Ini jauh lebih bermanfaat bagi mereka guna memacu kecepatan.
Selanjutnya,
bila ada anggota yang sakit, atau sayapnya kelelahan, lalu terlempar dari
formasi, maka akan ada unggas yang lain yang datang mengapit untuk tetap
terbang dalam formasi huruf V kecil yang baru. Dukungan sosial ini begitu
penting, dalam menjaga kekompakan dan keberlangsungan hidup, agar yang lemah
bisa tetap terbang dan tidak terjatuh sendirian. Berangkat bersama, terbang bersama,
hingga sampai di tujuan juga bersama-sama. Seakan begitu filosofi mereka.

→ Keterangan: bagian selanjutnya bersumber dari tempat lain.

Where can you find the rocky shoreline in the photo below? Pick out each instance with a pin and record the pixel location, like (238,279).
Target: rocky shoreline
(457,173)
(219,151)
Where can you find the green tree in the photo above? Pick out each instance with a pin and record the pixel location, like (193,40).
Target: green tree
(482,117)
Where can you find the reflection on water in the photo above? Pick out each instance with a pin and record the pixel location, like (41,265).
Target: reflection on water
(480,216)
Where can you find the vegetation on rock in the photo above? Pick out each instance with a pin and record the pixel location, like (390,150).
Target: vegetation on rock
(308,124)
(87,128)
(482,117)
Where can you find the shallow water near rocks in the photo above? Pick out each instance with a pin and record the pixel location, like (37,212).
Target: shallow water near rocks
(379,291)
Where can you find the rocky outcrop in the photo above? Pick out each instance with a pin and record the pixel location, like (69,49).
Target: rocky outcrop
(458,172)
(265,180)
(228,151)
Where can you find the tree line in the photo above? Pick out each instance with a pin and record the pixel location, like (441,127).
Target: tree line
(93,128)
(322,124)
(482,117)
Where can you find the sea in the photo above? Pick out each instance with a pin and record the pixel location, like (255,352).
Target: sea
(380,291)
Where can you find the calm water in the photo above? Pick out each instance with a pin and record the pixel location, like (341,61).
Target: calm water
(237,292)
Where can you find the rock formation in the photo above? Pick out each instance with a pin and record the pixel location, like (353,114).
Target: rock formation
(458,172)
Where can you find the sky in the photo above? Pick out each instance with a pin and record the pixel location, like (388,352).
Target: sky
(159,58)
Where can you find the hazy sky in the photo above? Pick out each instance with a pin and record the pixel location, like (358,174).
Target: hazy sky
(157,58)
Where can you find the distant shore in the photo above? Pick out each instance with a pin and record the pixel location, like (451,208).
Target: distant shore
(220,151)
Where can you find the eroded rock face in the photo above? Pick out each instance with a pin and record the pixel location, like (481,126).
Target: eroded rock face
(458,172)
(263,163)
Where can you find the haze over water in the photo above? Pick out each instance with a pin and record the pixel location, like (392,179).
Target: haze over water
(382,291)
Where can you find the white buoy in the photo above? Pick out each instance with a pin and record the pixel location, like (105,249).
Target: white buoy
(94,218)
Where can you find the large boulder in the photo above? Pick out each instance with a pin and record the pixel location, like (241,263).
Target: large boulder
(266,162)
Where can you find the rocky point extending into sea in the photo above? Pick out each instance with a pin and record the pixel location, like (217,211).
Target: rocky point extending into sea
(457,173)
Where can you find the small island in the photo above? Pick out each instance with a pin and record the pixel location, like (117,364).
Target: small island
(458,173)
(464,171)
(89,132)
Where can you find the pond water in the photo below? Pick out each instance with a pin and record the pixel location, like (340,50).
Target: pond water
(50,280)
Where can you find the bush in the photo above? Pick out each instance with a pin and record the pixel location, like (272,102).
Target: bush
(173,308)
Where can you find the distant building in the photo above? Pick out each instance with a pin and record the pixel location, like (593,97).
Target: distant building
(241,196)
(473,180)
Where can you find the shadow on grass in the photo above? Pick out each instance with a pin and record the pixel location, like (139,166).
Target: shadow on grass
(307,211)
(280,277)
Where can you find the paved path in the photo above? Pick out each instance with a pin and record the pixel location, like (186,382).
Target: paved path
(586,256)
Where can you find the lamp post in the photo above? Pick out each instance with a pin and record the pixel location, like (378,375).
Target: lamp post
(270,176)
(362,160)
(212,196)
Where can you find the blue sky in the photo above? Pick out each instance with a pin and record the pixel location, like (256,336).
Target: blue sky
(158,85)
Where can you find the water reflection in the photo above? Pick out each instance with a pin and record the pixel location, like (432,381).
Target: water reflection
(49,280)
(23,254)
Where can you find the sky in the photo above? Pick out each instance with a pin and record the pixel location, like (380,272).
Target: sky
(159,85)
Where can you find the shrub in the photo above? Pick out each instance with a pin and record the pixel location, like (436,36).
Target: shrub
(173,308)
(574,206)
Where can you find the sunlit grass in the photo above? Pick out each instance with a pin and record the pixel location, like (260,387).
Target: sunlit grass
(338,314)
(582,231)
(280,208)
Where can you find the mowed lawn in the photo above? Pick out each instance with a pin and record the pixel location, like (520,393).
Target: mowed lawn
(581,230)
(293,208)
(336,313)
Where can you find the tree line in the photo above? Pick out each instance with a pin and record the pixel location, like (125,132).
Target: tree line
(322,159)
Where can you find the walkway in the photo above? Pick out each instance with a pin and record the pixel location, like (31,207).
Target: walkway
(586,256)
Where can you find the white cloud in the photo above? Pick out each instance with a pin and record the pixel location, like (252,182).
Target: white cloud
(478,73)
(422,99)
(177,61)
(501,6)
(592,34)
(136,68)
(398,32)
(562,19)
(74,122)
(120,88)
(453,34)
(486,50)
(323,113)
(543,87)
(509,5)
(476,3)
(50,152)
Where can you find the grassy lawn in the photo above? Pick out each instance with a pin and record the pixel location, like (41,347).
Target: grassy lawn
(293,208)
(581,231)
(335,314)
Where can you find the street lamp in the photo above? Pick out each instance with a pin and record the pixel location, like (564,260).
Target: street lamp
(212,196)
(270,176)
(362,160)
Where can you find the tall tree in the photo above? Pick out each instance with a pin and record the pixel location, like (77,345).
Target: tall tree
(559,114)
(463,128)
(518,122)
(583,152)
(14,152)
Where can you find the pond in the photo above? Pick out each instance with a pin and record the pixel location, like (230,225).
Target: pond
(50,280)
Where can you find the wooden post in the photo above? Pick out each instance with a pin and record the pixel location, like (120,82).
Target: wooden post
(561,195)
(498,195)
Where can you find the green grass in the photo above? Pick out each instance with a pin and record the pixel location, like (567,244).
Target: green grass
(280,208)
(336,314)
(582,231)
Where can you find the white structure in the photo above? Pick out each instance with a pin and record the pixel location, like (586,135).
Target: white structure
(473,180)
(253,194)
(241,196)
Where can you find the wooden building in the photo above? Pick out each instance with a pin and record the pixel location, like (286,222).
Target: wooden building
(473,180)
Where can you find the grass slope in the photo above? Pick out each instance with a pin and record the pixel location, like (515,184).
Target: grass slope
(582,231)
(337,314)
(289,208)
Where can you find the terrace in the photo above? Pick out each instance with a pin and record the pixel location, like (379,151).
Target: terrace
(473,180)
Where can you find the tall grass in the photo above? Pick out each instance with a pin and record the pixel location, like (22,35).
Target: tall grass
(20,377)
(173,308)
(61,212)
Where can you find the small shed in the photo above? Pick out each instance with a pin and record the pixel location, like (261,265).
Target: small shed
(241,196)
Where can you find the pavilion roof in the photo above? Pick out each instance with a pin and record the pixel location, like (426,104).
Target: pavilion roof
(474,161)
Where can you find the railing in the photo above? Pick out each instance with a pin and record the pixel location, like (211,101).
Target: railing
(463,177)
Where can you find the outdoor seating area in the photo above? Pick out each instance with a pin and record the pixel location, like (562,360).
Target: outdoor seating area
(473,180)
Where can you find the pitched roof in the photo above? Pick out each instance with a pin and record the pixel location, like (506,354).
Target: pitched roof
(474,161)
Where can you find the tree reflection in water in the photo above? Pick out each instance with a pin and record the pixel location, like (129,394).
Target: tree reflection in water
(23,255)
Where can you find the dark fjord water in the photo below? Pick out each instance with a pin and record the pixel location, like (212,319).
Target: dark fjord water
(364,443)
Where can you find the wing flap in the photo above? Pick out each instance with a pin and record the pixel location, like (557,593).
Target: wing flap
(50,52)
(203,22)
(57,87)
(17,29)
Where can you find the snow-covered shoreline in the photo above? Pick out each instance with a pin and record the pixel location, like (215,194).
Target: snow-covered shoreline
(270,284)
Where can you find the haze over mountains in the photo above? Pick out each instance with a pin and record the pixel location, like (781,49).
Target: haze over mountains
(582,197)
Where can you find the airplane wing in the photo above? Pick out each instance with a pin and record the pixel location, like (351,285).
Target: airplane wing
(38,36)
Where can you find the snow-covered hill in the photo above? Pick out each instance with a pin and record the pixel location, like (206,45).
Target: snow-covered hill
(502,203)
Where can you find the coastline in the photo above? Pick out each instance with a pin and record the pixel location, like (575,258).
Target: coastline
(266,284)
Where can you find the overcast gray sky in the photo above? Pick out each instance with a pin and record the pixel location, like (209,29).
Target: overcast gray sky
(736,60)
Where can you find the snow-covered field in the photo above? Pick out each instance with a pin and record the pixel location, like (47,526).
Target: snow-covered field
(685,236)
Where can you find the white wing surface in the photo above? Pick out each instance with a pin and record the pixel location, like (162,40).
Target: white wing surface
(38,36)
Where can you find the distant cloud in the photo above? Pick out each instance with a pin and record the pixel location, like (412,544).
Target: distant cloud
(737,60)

Terbang sendirian bukan hanya soal keamanan, tetapi juga soal efektivitas
kecepatan dan kepakan sayap. Inilah solidaritas yang secara politis dalam
rangka “menjaga kekuatan tanpa harus menyingkirkan yang lemah”.
Kemudian,
dan ini yang terpenting, setiap unggas saling bergantian mengambil alih
komando. Bila si A kelelahan, maka si B dengan spontan menggantikannya. Tidak
ada ketamakan untuk terus menjadi komandan. Juga tidak ada keinginan untuk
mengkudeta kekuasaan. Semua bertindak menjadi “Imam” yang baik dan makmum yang
juga baik. Beginilah harusnya kerja sebuah tim dalam membawa misi kesuksesan.
Di sini, saya teringat motto kebersamaan dan bagaimana komunitas akan menjadi kuat,
“Laa quwwata illa bil jama’ah, wa laa jama’ah illa bil imamah.”